即使 enable_if 应该隐藏该功能。 (我叫E e; auto c = e.get();)。如果我不对 C 进行硬编码,而是使用模板传入 C,那么它在两个编译器中都可以工作。
template<typename T>
struct F {
template< bool condition = std::is_constructible<T, A>::value,std::enable_if_t<condition,int> = 0>
T get() {
return T{A{}};
}
template< bool condition = std::is_constructible<T, B>::value,std::enable_if_t<condition,bool> = false>
T get() {
return T{B{}};
}
};
我不明白为什么 clang 显然要对函数主体进行类型检查,即使该函数应该被 enable_if 禁用。

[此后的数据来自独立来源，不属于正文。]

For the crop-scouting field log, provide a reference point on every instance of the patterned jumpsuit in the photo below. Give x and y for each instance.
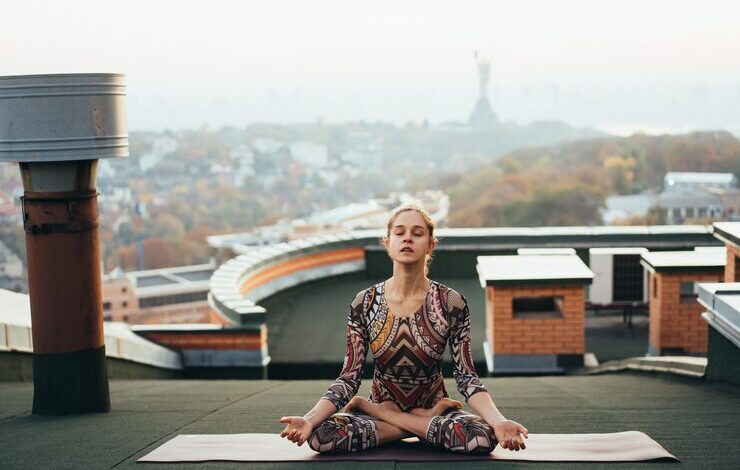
(408, 354)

因为您似乎可以访问支持 c++17 的编译器,您可以使用 if constexpr 而不是 enable_if 来完成您想要的。
#include <iostream>
#include <type_traits>
struct A {};
struct B {};
struct C {
explicit C(A a) {
std::cout << "C" << std::endl;
}
};
template<typename T>
struct False : std::false_type {};
struct E {
template<typename T = void>
C get() const {
if constexpr (std::is_constructible_v<C, A>) {
return C{A{}};
} else if constexpr (std::is_constructible_v<C, B>) {
return C{B{}};
} else {
static_assert(False<T>::value, "Error");
}
}
};
int main() {
const auto C{E{}.get()};
return 0;
}
两个编译器都对,
http://eel.is/c++draft/temp.res#8.1
The validity of a template may be checked prior to any instantiation. [ Note: Knowing which names are type names allows the syntax of every template to be checked in this way. — end note ] The program is ill-formed, no diagnostic required, if:
(8.1)
- no valid specialization can be generated for a template or a substatement of a constexpr if statement within a template and the template is not instantiated, or
[..]
(8.4)
- a hypothetical instantiation of a template immediately following its definition would be ill-formed due to a construct that does not depend on a template parameter, or
return C{B{}}; 不依赖于模板,而且是错误的。通过诊断问题,clang 很好。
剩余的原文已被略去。